Morton’s Lady Potters 67, poor poor East Peoria 13
So I whip out two one-dollar bills. The nice lady at the East Peoria High School ticket counter says no, no, here’s a senior card, it gets you in all Mid-Illini Conference games, free. I read the back of the card: “Cardholder must be at least age 60 and may be asked to show proof of age.” My question is: why didn’t the nice lady ask for PROOF OF AGE? A glance is all it took? Did the glare off my head give me away? Maybe the mustache, which is, I admit, in a certain light, white-ish.
After that excitement, things got dull. In the second and fourth quarters, Morton outscored East Peoria, 40-0. Over the last three quarters, it was 55-6. In three blilzkrieg bursts that lasted 2 minutes and 13 seconds of the middle quarters – steals, forced turnovers, fast breaks, 3-point shots – Morton left EP for dead, 21-0. At that rate, Morton wins, 302-0. I’d pay $2 to see that game.

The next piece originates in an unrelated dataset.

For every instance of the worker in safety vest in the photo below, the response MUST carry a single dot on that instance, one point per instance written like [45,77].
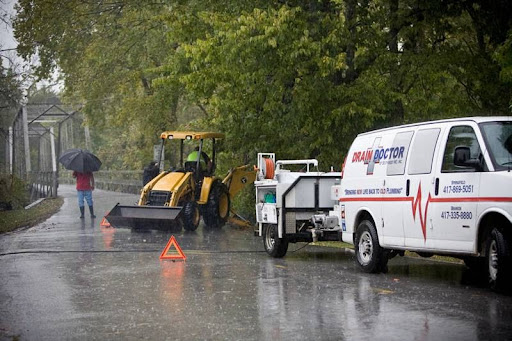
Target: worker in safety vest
[205,162]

Instead of his usual starters, Morton coach Bob Becker started five seniors, only one a regular. Four minutes into the game, he subbed out the seniors with five juniors. He substituted five people at a time five times. It was 12 minutes into the game before he had his regular five in. Later, he had my favorite unit together, featuring three left-handers. I was hoping that with the running clock in the fourth quarter, Becker would look into the bleachers and send in EVERYBODY WITH WHITE MUSTACHES WHO GOT IN FREE!!!
As to why Becker did the unusual rotations, he said, “There was an opportunity to do so.” Meaning, y’know, it was East Peoria, poor poor East Peoria, winless in the Mid-Illini Conference this season– always poor except for that night in January of 2016. One does not need be a senior citizen cardholder to remember that night. Inexplicably, astonishingly, unbelievably, and all other adverbs suggesting we didn’t see what we saw, East Peoria played Jedi mind tricks on the Potters and won, 37-35. (And this happened in a season when Morton went on to win its second of three straight state championships.)
Since that gawdawful night, Morton has beaten East Peoria five straight times – 90-33, 80-33, 84-11, 74-21, 67-13. The average score is 79-20. None of those games was anywhere near that close.
Two notes, one on fashion: I liked the Potters’ gray road jerseys, saved from the 2014-15 season when the team won its first state championship. “Undefeated in those jerseys,” Bob Becker said. OK with the jerseys, but what’s with the belts-turned-down look on the shorts? “The jerseys didn’t all fit the same,” Courtney Jones said by way of kinda sorta not quite explaining why players turned their belts inside out and created a raggedy white-belt look on the gray uniforms. Inelegant.
A second note, on the best bang-bang play tonight. It came off Courtney Jones’s foot. East Peoria thought to in-bound at mid-court. On a bounce pass, Jones said, “I just stuck my foot out there. I was so surprised.” She kicked the ball on a line ker-POW! – and the ball flew into the second row of bleachers where it ricocheted off 11-year-old Will Bimrose — ker-POW!!!
Jones said, “I went, ‘Oh my gosh,’ and my eyes opened real wide,” because she seemed to have kicked the ball into young Will’s nose.
“My leg,” young Will reported later, happy that the Jones missile had missed his left arm, broken in soccer last week. At game’s end, Jones sought out Will to apologize. He told her he was OK.
Morton is now 16-2 for the season and 6-0 in the Mid-Illini. Tenley Dowell led the Potters scoring tonight with 15. Maddy Becker had 12, Katie Krupa 8, Raquel Frakes 6, Bridget Wood 5, Lindsey Dullard 4, five players had 3 each (Makenna Baughman, Peyton Dearing, Kathryn Reiman, Megan Gold, Jones), and Addie Cox had 2.